I say—and if you’re curious, you’ll see it in the post here lean plan and business model canvas, that the lean business canvas is often useful not absolutely necessary. It’s a summary of business model, strategy, and tactics. There are other ways to focus that same core content.
I also say that the core idea of the cycle, the test and revise, the small correction, and the quick pace, is ideal for a next-generation style of business planning. So I’d like to explore here what kind of planning might be related to the lean startup. And I hope, as you read this, that it sounds like a better planning process for a lot of organizations, not just the lean startups.
Keep the planning simple and practical.
The plan should live online, not on a document printed out somewhere. It could be in the cloud, on an online application, or a local area network. The key players can grab it from where it is, work on it and put it back.
It doesn’t need any extra frills of editing for the sake of appearances. It doesn’t include an executive summary or a description of company background or management team. It’s a plan, not a sales brochure. If you need that document later on, you can start with the plan and add the extra descriptions, summaries and editing required for showing it to outsiders.
Your plan should include strategy, tactics, milestones metrics, accountability, and basic projections, plus a review schedule. The review schedule is critical: When will we review and revise? This keeps the plan alive.
Grow it organically.
The worst thing you could do is develop a plan before you take any action. Start with the heart of it—what’s most important—and build it like an avocado grows, from the heart outward. Don’t put anything off for planning; plan as you develop your business.
What comes first? Probably strategy, but not necessarily. Some people build their plan all around a sales forecast. It’s all modules, like blocks, and you do it in whatever order fits your personality.

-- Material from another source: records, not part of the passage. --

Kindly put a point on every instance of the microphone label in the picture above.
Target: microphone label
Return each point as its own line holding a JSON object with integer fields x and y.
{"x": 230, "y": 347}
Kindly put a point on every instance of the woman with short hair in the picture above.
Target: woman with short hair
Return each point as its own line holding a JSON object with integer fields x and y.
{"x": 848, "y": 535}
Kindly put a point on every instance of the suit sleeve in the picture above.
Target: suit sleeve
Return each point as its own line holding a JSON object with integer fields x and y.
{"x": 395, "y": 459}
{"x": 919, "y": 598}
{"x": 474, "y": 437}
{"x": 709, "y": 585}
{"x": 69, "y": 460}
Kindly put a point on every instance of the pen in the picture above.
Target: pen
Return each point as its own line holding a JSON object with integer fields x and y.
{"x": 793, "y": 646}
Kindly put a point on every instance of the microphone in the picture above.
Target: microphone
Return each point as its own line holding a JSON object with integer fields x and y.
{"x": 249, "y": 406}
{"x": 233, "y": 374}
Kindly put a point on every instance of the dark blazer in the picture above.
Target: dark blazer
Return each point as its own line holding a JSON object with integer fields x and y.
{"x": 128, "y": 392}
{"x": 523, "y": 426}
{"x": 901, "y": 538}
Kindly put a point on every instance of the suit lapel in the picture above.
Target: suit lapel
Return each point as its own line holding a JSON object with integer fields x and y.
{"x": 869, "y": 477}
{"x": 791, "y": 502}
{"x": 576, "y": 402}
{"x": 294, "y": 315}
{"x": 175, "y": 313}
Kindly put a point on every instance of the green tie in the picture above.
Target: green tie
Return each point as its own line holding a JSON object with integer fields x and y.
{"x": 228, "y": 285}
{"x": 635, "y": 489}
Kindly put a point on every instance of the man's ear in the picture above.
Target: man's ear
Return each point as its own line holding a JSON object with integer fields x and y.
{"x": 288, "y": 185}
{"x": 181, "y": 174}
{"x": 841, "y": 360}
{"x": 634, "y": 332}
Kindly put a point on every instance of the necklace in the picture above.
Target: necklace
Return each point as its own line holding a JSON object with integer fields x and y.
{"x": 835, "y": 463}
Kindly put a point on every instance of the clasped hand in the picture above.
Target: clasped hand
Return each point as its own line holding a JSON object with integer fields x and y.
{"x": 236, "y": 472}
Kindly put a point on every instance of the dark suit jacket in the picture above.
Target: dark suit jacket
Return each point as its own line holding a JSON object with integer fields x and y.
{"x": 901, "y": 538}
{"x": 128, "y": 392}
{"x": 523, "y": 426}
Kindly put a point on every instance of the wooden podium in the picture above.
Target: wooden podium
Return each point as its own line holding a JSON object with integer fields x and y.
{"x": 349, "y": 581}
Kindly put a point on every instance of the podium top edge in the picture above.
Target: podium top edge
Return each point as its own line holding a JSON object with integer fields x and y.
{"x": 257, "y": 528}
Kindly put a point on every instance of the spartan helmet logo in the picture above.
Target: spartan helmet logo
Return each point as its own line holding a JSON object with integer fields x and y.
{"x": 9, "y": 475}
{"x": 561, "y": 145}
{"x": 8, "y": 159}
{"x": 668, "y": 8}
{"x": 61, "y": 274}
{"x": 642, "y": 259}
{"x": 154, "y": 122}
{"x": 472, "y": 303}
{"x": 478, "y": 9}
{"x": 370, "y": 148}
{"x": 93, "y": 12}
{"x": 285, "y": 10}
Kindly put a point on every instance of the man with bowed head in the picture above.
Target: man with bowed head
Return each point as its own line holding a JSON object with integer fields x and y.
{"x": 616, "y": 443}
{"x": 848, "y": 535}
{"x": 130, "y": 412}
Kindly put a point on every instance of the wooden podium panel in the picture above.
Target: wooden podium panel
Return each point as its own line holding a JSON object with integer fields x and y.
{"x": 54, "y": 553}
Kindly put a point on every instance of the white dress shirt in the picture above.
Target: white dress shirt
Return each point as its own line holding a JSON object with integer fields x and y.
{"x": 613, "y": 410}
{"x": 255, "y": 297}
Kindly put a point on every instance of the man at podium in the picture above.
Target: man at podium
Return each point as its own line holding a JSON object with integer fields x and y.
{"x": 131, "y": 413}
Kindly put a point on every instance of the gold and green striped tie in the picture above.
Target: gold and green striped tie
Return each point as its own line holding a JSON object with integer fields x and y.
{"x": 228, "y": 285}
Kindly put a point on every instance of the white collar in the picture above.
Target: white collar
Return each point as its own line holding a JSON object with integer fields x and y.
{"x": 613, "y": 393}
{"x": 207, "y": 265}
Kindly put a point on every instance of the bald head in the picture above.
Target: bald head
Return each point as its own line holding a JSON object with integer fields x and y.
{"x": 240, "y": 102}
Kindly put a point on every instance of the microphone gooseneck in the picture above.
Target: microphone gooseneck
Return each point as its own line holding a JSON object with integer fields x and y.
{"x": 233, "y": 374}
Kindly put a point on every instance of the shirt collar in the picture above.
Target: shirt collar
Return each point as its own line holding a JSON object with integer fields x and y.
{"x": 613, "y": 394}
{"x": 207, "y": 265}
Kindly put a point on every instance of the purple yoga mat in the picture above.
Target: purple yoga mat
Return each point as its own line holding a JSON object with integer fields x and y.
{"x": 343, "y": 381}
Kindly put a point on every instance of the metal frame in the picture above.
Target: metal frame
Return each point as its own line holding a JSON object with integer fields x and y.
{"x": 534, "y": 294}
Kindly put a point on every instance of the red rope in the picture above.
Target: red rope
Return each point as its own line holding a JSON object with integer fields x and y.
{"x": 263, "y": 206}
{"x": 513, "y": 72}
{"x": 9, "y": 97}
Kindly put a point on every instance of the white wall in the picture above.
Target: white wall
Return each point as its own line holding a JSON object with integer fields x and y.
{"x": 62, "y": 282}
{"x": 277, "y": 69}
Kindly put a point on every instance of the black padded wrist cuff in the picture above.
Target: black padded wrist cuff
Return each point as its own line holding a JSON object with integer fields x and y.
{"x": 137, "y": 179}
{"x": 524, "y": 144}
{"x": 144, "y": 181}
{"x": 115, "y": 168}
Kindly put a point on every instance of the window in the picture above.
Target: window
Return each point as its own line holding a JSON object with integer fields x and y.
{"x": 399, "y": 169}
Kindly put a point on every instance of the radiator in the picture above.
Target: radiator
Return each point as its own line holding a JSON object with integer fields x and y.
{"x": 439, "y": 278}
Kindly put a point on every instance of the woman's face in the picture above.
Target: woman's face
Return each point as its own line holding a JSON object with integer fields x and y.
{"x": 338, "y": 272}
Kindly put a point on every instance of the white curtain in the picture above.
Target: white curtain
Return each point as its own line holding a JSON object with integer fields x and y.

Think it, plan it, test it.
It’s not like you’re not going to plan, manage and steer your company just because it’s a lean startup. On the contrary, you need to stay on top of the quickly changing plan, managing your assumptions as the reality emerges. As assumptions withstand tests–or don’t–you can quickly make adjustments.
That agile development website took off even faster than hoped? Cool. Your plan tells you how those dots were connected so you can adjust everything else. Did it take longer than expected? Same thing: Go back to the plan; look at how everything related.
Get started. Get going.
I love all the similarities between lean management, lean startups, and lean business planning. So let’s bring the vocabulary together. Real-world business planning, particularly in this rapidly changing real world we live in, should also be lean.
Plan it, build it, revise it, plan it again. That’s called the planning process, and without it you don’t control your destiny. You can’t move quickly enough. You’re always reactive and you’re not optimizing.
Lather, rinse, repeat.
Planning has to be like steering, a matter of constant small corrections within a broad navigational plan. The details change, but all within context of the long-term direction. A good planning process is cyclical. You’re always reviewing and revising.
To me, all five points seem to be a pretty good way to build planning into your business, whether you’re a “lean startup” or not.